Solved – Is each of the PCA or PLS components just one of the original variables

dimensionality reductionfeature selectionpartial least squarespcaregression

I am confused about what a component is in PCA and PLS.

Are the components just the original variables but not necessarily in the same order?

For example, in PCA, if I had 8 variables in my data, would PC1 correspond to one of the 8 variables? And in PLSR (PLS regression), if I were to use 4 components, does this mean that I will be using 4 out of 8 variables to build a model?

Best Answer

The possible confusion here, as @amoeba points out in a comment, is the difference between variable selection and dimensionality reduction.

Both PCA and PLS are intended to reduce the dimensionality of the problem. If you have measured 8 variables on each of your cases (and you have more than 8 cases) then the original dimension is 8. PCA and PLS help you choose a lower number of dimensions that will work well enough.

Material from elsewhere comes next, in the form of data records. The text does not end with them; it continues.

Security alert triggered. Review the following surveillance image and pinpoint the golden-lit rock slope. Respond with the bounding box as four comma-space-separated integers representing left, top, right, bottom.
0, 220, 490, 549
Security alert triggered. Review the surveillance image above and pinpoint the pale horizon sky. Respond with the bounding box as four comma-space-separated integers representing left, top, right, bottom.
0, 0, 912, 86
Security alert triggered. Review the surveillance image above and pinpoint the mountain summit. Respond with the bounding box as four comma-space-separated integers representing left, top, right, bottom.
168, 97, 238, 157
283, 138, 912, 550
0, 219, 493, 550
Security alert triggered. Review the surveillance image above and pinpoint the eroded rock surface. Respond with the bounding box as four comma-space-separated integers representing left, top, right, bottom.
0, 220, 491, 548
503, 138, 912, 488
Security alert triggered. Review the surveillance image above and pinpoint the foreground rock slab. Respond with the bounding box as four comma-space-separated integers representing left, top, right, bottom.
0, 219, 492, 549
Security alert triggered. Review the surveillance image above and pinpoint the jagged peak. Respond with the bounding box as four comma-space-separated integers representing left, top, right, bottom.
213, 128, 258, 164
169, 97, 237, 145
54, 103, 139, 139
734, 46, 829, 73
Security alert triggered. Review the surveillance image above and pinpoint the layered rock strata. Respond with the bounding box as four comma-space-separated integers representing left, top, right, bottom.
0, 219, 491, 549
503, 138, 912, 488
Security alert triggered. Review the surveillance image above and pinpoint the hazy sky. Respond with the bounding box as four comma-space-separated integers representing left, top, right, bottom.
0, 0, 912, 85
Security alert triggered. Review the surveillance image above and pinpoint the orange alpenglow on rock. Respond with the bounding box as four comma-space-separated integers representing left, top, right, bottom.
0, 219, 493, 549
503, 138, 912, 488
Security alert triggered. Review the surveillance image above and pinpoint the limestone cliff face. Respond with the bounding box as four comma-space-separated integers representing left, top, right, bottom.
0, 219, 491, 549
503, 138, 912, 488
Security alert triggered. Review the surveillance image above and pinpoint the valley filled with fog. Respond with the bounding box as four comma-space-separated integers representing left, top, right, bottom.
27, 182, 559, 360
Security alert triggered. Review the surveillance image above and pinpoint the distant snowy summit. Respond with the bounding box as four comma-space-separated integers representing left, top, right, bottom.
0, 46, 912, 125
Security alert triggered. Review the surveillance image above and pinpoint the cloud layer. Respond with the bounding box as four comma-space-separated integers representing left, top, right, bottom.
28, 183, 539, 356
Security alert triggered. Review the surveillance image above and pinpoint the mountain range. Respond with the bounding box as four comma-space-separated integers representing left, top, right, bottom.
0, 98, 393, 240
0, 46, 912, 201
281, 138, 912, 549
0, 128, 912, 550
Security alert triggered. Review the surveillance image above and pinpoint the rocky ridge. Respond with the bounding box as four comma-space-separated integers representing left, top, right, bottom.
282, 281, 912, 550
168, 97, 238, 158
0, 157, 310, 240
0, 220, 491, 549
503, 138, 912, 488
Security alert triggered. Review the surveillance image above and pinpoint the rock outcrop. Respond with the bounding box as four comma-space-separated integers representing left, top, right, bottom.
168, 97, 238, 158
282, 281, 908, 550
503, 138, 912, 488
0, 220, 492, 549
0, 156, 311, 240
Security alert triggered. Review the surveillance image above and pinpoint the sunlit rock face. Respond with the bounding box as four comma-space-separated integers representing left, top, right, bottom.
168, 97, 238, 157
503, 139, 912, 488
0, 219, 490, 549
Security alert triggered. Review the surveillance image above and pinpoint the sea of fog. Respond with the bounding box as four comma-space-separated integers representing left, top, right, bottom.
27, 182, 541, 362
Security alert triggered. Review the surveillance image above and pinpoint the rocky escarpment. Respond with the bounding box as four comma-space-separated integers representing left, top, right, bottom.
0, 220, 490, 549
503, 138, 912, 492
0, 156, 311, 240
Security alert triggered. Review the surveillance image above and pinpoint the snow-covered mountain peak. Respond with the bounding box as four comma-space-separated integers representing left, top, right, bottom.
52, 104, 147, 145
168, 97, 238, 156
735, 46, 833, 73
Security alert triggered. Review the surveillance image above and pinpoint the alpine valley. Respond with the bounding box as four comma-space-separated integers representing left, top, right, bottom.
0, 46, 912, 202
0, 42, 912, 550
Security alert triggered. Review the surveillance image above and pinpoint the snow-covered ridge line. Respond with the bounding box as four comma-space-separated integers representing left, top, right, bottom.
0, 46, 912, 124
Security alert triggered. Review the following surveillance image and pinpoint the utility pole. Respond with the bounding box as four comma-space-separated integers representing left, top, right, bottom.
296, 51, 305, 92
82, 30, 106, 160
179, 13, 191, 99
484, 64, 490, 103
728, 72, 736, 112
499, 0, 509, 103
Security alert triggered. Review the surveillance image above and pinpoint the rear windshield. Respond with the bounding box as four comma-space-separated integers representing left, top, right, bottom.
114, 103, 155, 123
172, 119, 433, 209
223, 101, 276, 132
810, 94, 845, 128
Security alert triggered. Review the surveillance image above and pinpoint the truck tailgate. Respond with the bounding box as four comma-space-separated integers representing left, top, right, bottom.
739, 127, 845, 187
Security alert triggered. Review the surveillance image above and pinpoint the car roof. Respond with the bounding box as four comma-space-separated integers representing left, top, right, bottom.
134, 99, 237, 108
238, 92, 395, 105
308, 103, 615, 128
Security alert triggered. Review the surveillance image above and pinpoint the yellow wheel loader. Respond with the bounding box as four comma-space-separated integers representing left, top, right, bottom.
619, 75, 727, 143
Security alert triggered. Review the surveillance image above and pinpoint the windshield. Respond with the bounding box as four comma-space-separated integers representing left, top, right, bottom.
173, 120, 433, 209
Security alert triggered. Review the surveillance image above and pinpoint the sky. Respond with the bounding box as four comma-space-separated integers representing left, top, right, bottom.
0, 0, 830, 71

But these procedures do not work by selecting subsets from your original 8 variables. Rather, they construct linear combinations of the 8 variables to make new sets of 8 predictors, then decide how many of these new combinations need to be included in the final model. For either PCA or PLS, these new predictors are designed to be orthogonal (multi-dimensional equivalent of perpendicular) to each other. If there are correlations among predictors, all 8 of your original variables are thus likely to be included to some extent even if you end up with a final dimension of, say, 4. So you are not typically performing all-or-none selection among your original variables. You just get rid of some less-important combinations of them.

PCA simply examines the predictors themselves, finding first the combination that captures the most variance in the predictors, then the (orthogonal) combination that captures the next most, and so on. Several superb explanations of how this works are on this highly rated page.

PLS includes in this type of scheme the relations of predictors to the outcome variable. At each step it finds the combination of predictors, orthogonal to all prior combinations, that maximizes the product of the variance of the predictors times the square of the correlation to the outcome variable. (See ESLII, eq. 3.64, page 81). For the first step, this is a linear combination weighted by each variable's individual correlation to outcome (unlike standard multiple regression, where all variables are considered together). PLS also gives a set of orthogonal predictors, made of linear combinations of the original variables, although different from those provided by PCA.

In either procedure, a decision is made about how many of these new predictors to include, determining the final dimensionality. In either case, if you include all the new predictors, you just get back the original multiple regression.

Also, please note that the above assumes that the predictor variables were first standardized so that differences in scales of the variables do not matter.